Despite these inequities, Nowra loves his “raw” and “unvarnished” community for the way it absorbs and cares for people – for how “everybody coexists with everybody else”. “This is a wonderful area,” he says. “It’s very different. It’s very colourful. Sometimes very dramatic. And sometimes very sad. But it appears to me that this is a place that doesn’t ignore people who are hurt, or are in poverty.”

The Old Fitzroy crew

The beating heart of this biography is the crew Nowra drinks with each afternoon at the Old Fitzroy Hotel on Dowling Street – most of whom, like Nowra, were brought up in public housing.

Crew member “Woolley” distributes OzHarvest food to the housebound, visits the sick and acts as the urban equivalent to the bush telegraph because he always knows what’s going on.

We also meet, Rick, Aboriginal Tony, Kate, “Tickles” and several others, including Nowra’s Chihuahua Coco (who barks incessantly if Nowra drinks more than four white wines), and former Les Girls performer, Ayesha (who sounds fearsome but is my favourite).

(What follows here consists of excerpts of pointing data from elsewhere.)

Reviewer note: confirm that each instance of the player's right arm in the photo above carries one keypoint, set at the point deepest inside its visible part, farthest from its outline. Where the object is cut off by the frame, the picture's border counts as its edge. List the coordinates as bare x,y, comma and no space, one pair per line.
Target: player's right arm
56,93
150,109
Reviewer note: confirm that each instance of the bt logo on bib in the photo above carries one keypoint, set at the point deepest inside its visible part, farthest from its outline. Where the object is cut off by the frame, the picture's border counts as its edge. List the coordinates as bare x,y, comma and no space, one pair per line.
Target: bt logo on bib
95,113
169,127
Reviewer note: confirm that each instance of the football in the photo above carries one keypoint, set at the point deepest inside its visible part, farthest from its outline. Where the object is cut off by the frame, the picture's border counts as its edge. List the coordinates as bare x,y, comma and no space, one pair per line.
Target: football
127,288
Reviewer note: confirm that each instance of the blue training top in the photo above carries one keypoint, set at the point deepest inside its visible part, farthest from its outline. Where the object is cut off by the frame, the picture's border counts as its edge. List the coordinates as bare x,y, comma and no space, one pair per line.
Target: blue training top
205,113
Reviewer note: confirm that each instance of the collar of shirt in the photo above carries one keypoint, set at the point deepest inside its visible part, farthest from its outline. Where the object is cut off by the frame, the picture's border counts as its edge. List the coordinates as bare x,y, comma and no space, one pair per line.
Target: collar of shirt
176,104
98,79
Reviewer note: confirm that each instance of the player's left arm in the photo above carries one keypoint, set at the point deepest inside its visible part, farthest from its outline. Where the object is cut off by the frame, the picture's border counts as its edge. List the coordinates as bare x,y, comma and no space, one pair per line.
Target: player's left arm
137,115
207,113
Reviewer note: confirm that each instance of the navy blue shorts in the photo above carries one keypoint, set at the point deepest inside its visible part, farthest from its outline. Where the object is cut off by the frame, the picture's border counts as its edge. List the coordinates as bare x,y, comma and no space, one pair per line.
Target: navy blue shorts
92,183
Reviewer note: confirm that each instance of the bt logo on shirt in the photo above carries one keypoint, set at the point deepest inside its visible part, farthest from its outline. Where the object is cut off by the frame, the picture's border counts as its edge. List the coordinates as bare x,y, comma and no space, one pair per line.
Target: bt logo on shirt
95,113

As Nowra explains it: “Her diva attitude is the weapon of someone who has had to be brave. Unlike gay men who remained in the closet, drag queens like Ayesha were performing as women in an era of ridicule, even physical violence.”

Grisly tales

Nowra has used his playwright’s instinct to choose a wealth of grisly tales and unusual sights from Woolloomooloo’s history to include in this suburban odyssey. Most are fascinating (and a bit disturbing) so here’s a sample: The woman who ran up stairs with pins and needles in her mouth and accidentally swallowed them and for the next three weeks they emerged from her throat; the Plunkett Street students who hurled live rats at one another; the hot air balloon that exploded and plummeted at the corner of Palmer and William streets burning houses; and the gang rape of a woman, dubbed the Woolloomooloo Outrage, that shocked the nation and motivated its moralists.

Nowra also includes some superb descriptions of walking the suburb’s lanes and streets as a flâneur charmed by its people and architecture, and discovering its hidden oases, including some lush and lovely gardens.

Public housing priority

It was on the heels of a pivotal local protest in October 1972 that the NSW Builders Labourers Federation instituted a Green Ban in Woolloomooloo. Newly elected Prime Minister, Gough Whitlam, kept his pre-election promise that Woolloomooloo would remain residential and injected $17 million to ensure 60 per cent or more of the housing would be devoted to low-income earners.

When the Green Bans were lifted in 1975, regeneration began. Once completed, urban planners from across the world flocked to Woolloomooloo to study its success, which included the way the city council sought and respected the opinions of the community.

“A suburb once notorious for crime, poverty and hopelessness had become an international yardstick for community consultation and planning,” Nowra writes. And still, today, 60 to 65 per cent of people in Woolloomooloo live in public housing.

Nowra says Woolloomooloo’s proximity to the city means it is earmarked as a place for young professionals, which will propel the push for its redevelopment. As he told the Sydney Morning Herald in early March, “They’ll let the public housing run down. It’s easy to get rid of the working class, the underclass. Money always talks in Sydney.”

The subtext lurking in this marvellous biography: Pound the pavements of this unique and historically significant suburb while you can (book in hand). Watch carefully and, if money speaks in ways that threaten the area’s diversity, add your voice to the movement to save it.